He came every week. Never on the same street corner two
weeks running, and that was half the fun.
Kids would run all over Bridgetown looking for him, The Balloon Man. We’d
never seen balloons like his before. Always animals, but they were so real!
Beasts of every shape and size, but that wasn’t the only surprise about our
town balloon seller.
After chasing all over town kids would eventually track him
down. He only ever carried one balloon and we all wanted it, but being first in
line had no bearing on who got the gift. He’d look at the kids, a slow, lazy
consideration, and then he’d say the same thing every time:
‘Ah, that’s the one.’
He’d hand the balloon to the lucky kid, the rest of us
pretty much green with envy, before walking away without further comment.

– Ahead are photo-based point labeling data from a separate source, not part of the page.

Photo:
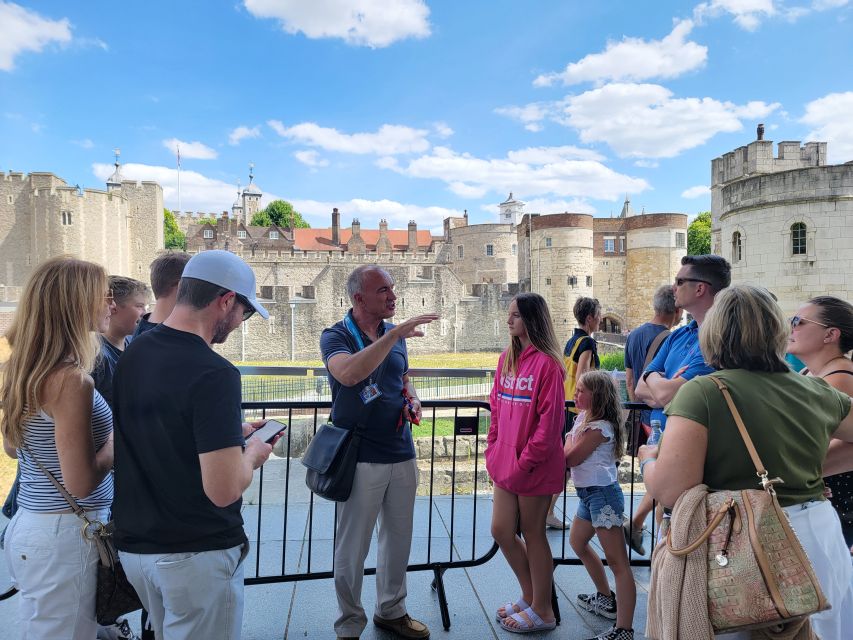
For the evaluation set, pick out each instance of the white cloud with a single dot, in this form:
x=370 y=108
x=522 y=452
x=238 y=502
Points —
x=442 y=130
x=389 y=139
x=369 y=212
x=311 y=158
x=832 y=120
x=546 y=155
x=24 y=30
x=696 y=192
x=646 y=121
x=371 y=23
x=530 y=115
x=747 y=14
x=198 y=192
x=242 y=132
x=635 y=59
x=195 y=150
x=471 y=177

Growing up we all wanted a balloon and I think most got one over the years.
There didn’t seem to be much of an age limit. I’d seen kids as old as 12 handed
a balloon, seen their eyes light up same as any toddler. I also knew dozens of
locals who had kept their balloon long after it was flat as a pancake and
earthbound.
I still had mine. I remembered the pure joy when I wrapped
my grubby six year old hand around that purple string and floated on air all
the way home, my snowy owl – almost as big as me – flying free in my wake. He
survived for nearly a year and I cried a little the night he began to drift
toward the floor. Once all the helium had dissipated I carefully rolled him up,
tied him with the purple ribbon and popped him in my sock drawer. Over the
years, through college and becoming a teacher and marriage and kids that owl
stayed with me, a little roll of crinkled security. I held it close now,
drawing on the vestiges of a happy childhood to get me through the day.
It had been all over the news, Bridgetown’s only claim to
fame, and one I doubted it would ever live down. The bullied school kid who
worked at the local coffee shop. His internet searches and strange purchases.
The invitations to a reunion of Bridgetown school pupils before the place was bulldozed
and lost forever. A school hall filled with laughter and memories blown away,
half the pupils gone with it, more forever scarred in mind and body.
The mayor and town council had sent out elegant, black-edged
calls for any remaining pupils to come, to attend a mass funeral and the laying
of the first stone of a memorial park on the site of the disintegrated school. Two
hundred and sixty-five coffins, generations of Bridgetown erased. I couldn’t
stay away, but I took my owl with me.
The coffins were lined up row after row, all the families
and friends lined in echoing rows, reminding me of a bizarre chess game. The
first move came from the mayor. He called for a representative of each coffin to
step up and place a memory which would go into the grave with their absent
loved one.
In the drizzle, under leaden skies, specially bought funeral
outfits saturated, new shoes slipping on the turf, men, women and children came
forward and I caught my breath as I watched. The town was so silent I felt I could
hear the rain drifting onto my skin, no-one needing to strain to hear the words
spoken by each figure. My heart lurched as I realised every single person was
laying a rolled up balloon on the coffins.
A series of people brought tears to my eyes. These were
related to my classmates. Marge Graham’s wife laid her balloon gently:
‘She was so unassuming but she was my life.’
The balloon, I remembered, had been a mouse.
George Temple took his turn:
‘My brother had a sharp tongue, but a heart of gold.’
The balloon drifted in my mind’s eye, a crocodile.
Anna Lyons wept copiously, placing a balloon for her
husband:
‘Everyone knew he was slow, but he never hurt a soul, and I
loved him.’
His balloon had been a turtle.
I tuned out then because my gaze was captured by movement by
the graveyard wall. The balloon man stood there, head bent, paying his
respects. I was frozen for a moment, thrown by how he had not changed, not even
his dated coat and hat, but then a child began to wander over, smiling, a
bright spot amongst the melancholic litany of death and destruction. A chimp balloon rose up from behind the man.
He smiled down at the girl, handed her the pink string and began to walk away.
I made to run after him, but the girl’s mother scurried
over, embarrassed by her child’s brilliant presence in the depths of bleak
despair, I heard her clearly in the sepulchral silence – ‘She’s such a monkey! –
and I gazed after the retreating coat and hat, wondering who the child might
have been had she not been given the chimp balloon.
Later, when the people had faded away I wandered over to the
fenced off, ignored section of the churchyard. Behind the locked iron gate I
could see where they had buried whatever they could find of Logan Miles, the
kid with the lisp and chronic acne who had attained revenge on a whole town. A
balloon had been left, tied to the crooked wooden cross at his head. I wasn’t
surprised to see it flap pathetically in the wind, a hawk moth.